Indeed, in the wake of the debate, everyone is talking about Trump and Fiorina and very few others, if any.

Over on the Democratic side, the poll evidence in the last couple of weeks shows Hillary Clinton trending down and Bernie Sanders trending up, whether it be in national polling or state polling. In Iowa, Sanders stands at 25 percent to Clinton’s 52 percent, gaining substantial ground. As for the national polls, Monmouth’s latest has Clinton with a 36-point advantage over Sanders, which is substantive, but used to be upwards of 50 points over the entire field. Furthermore, Sanders has polled within six points of Clinton in New Hampshire.

What does this all mean?

Quite simply, the American people are angry and they are looking for change. They remain looking for straight talk and every time, particularly on the Republican side, that Donald Trump is dismissed, he has shown an ability and credibility, whether it be his comments about Mexicans, his comments about John McCain, or his more controversial comments generally in the debate and after.
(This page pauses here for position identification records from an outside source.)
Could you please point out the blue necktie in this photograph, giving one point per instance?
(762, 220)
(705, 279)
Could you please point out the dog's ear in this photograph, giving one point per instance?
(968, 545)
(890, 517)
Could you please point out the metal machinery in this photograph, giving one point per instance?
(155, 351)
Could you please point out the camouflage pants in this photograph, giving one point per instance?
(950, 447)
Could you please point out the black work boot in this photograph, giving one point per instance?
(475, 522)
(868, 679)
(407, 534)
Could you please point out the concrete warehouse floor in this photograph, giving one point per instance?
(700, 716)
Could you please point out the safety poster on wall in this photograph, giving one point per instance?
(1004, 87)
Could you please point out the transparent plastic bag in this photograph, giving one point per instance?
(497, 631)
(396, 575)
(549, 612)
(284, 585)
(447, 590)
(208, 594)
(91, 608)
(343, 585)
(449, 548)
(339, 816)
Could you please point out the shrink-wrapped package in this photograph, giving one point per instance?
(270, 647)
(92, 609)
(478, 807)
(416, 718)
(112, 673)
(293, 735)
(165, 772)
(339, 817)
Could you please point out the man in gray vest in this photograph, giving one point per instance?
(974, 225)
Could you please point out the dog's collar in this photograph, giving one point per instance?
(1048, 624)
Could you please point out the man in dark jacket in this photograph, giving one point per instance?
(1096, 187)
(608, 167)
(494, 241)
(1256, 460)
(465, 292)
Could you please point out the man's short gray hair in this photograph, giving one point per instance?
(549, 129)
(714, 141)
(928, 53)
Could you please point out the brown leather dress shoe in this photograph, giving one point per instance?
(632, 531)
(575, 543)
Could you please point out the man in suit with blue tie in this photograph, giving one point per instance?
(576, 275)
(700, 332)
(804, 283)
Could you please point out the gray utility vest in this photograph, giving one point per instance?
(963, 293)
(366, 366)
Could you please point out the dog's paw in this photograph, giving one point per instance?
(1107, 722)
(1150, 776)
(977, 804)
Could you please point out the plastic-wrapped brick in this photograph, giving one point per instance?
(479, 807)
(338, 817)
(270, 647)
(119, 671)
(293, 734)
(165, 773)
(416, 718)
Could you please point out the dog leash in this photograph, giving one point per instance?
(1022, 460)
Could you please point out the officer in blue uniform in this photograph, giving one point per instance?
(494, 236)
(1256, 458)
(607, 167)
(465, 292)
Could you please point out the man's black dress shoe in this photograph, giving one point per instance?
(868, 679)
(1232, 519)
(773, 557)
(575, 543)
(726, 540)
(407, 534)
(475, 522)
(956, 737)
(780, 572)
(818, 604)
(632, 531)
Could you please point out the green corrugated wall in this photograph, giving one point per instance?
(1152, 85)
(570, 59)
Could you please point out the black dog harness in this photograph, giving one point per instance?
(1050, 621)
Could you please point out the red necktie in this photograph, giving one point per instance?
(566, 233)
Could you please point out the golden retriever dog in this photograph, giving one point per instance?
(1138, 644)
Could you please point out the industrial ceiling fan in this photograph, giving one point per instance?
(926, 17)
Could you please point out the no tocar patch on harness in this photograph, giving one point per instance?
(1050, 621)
The American people, if not sympathizing with the specifics that Trump is saying, sympathize with a straight-talking billionaire who tells the truth as he knows it without political artifice or political correctness.

Similarly on the Democratic side, there is a sense in the electorate that the game is rigged. To be sure the prescription is a very different one. There is a desire for redistribution rather than free markets, a desire for inclusive politics, rather than more particularistic politics, but make no mistake about it, the electorate is sending a loud message.

A year ago, Pat Caddell did a “Mr. Smith goes to Washington” poll, which showed that an independent or a fresh face seeking to upset the existing political arrangements would have broad appeal to as many as 70 percent of the American electorate.

Polling I’ve done for a group called, “Change the Rule,” led by Peter Ackerman, has shown that close to a record high of 62 percent of Americans wans an independent on the ballot and over 80 percent believe that the debate rules need to be changed to include more than the top two candidates in a much more open and inclusive fashion than what currently exists.

Americans are increasingly rejecting dynastic politics and are looking for fresh faces, new ideas, new approaches and yes, even new parties.

The Donald Trump phenomenon may not last and Bernie Sanders most likely not be the Democratic nominee, but it would be a profound mistake not to understand that American politics is being upended, much like politics in Europe has also been. The only difference is that our system does not easily accommodate the kind of protests we are seeing widely and broadly in the electorate.